On barriers to addressing reparations at all levels of government: 

Rashad Williams:
We have seen some success with states putting forward reparations for specific moments or incidents of harm.

For example, the Florida Legislature, in 1995, gave reparations to the surviving victims of the Rosewood race riot of 1923, when the entire Black town of Rosewood was burned to the ground. A number of individuals were murdered. The wealth that they did have was completely erased. Some 60 years later there was an apology, and each member of the community or their survivors [received a monetary award].

Think about the kind of harm that does, not just at the moment, but also intergenerationally. If there’s a loss of any kind of wealth-building potential or a major setback that has implications for generations to come, then the solution is to do something about the material disadvantage that this grouping is encumbered by [which means monetary reparations]. 

On a local level, some cities are examining the idea of reparations.
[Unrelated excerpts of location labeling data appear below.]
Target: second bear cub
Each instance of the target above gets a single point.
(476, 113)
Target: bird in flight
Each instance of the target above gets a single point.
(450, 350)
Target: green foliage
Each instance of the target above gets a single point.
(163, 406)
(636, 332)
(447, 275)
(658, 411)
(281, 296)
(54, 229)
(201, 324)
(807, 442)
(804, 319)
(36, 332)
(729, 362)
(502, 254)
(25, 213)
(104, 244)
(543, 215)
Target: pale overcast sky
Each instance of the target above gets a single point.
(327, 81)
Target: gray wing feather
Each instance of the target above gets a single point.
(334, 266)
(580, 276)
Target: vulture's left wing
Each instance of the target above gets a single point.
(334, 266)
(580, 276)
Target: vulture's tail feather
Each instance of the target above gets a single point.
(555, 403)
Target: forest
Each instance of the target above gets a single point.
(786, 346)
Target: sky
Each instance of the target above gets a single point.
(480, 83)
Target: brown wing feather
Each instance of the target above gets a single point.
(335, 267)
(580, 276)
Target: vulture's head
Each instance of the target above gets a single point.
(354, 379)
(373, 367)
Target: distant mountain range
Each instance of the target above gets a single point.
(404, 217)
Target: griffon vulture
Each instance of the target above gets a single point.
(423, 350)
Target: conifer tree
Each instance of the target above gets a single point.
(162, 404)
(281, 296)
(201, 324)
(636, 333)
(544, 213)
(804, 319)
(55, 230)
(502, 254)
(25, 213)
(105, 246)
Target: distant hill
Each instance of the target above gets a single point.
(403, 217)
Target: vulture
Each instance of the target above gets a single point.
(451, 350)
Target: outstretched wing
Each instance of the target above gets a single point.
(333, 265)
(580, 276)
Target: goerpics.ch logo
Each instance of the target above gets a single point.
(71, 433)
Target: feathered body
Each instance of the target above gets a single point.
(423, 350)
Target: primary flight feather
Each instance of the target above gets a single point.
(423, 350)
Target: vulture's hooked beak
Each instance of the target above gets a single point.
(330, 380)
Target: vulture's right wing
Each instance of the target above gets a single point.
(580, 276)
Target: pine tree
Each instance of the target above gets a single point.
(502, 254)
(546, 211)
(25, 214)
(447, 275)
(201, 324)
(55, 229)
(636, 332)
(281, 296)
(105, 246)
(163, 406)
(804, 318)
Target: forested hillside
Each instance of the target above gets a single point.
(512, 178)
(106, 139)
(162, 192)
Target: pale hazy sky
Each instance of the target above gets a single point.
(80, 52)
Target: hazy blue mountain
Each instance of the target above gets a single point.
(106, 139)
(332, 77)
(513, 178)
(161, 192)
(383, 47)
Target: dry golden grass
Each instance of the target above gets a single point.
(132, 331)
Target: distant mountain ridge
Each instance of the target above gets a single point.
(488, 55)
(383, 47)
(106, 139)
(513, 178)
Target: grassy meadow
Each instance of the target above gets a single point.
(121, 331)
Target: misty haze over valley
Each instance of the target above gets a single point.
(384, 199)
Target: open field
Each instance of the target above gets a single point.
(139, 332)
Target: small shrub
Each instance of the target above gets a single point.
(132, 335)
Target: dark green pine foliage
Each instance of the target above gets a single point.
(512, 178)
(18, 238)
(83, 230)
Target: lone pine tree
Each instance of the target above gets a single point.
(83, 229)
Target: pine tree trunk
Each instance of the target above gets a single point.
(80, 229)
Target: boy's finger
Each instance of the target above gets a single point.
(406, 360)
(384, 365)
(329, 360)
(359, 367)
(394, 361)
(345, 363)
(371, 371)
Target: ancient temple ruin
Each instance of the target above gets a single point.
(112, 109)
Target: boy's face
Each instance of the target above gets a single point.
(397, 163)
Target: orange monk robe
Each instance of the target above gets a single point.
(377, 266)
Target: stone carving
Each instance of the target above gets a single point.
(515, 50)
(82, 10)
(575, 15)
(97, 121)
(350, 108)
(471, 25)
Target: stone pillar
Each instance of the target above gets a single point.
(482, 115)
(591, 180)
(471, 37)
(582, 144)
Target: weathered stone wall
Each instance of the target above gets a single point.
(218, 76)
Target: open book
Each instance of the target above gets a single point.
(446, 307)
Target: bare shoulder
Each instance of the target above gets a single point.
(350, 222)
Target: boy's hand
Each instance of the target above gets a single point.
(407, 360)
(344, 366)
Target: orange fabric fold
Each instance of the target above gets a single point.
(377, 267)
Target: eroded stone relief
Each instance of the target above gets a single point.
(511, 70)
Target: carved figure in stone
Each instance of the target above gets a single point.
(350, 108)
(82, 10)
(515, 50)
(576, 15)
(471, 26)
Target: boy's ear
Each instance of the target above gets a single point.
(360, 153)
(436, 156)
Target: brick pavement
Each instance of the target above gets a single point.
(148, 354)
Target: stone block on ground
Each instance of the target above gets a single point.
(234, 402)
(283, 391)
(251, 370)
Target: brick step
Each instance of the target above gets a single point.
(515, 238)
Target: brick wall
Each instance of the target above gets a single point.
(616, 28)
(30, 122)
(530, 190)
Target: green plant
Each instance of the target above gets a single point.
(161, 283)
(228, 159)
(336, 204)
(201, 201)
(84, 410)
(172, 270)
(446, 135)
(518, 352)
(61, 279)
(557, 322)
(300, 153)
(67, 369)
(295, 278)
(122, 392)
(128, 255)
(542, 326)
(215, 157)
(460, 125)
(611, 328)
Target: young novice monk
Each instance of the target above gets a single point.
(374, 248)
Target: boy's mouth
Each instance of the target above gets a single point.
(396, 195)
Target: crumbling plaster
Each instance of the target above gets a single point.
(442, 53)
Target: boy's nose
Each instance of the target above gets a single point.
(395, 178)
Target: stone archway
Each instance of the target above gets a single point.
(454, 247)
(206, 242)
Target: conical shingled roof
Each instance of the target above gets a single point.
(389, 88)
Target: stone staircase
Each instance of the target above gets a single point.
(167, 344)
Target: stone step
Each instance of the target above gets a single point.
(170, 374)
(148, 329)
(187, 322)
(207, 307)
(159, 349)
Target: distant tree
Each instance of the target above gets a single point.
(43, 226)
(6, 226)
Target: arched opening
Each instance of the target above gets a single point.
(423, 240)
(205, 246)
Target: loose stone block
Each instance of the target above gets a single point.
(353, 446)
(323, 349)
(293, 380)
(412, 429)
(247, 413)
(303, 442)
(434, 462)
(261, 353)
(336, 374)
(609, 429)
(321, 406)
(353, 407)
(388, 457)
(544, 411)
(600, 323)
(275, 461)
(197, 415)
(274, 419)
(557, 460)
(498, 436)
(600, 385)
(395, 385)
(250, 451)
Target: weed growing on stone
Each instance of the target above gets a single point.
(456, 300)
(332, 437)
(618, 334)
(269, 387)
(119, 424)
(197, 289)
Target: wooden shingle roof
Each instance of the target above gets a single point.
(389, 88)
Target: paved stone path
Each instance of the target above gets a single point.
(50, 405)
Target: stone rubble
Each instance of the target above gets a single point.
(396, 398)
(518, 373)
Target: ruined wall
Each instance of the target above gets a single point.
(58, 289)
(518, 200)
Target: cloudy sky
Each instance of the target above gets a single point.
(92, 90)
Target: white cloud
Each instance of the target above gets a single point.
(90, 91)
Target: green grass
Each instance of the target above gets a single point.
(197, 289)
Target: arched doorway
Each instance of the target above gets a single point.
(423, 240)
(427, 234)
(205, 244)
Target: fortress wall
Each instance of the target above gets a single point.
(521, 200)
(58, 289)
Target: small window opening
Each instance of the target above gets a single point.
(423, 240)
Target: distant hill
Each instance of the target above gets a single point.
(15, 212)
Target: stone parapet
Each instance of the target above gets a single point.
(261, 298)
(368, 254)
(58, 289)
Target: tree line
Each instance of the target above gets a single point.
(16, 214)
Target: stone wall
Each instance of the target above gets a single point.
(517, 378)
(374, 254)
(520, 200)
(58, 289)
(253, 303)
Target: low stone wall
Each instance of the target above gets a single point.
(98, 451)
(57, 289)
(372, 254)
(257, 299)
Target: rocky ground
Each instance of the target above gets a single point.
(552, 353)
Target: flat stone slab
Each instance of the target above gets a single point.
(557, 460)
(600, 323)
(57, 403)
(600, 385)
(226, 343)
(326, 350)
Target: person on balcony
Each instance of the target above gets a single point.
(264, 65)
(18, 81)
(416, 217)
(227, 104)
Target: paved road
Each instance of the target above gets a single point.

But the bill for reparations far exceeds what any city, or even all cities in the aggregate, would be able to pay. If you add up the budgets of all the cities across the country, you get a total of around $2 trillion. But the bill for reparations far exceeds that. 

If we use the estimate of the promised 40 acres and a mule [to formerly enslaved people at the end of the Civil War], or if we think about what would be required to close the racial wealth gap, estimates of reparations range from $2 trillion to $16 trillion. 

But we also need to consider the policy question: What exactly are we trying to resolve through reparations? How do we understand the nature of the harm? If the harm is a free-floating kind of cultural harm, then the policy solution may be just an apology.

On the federal level, it's intransigence that Congress has not acted on HR 40, a bill that was proposed by John Conyers in the late 1980s to just study reparations. And we can't even get this through.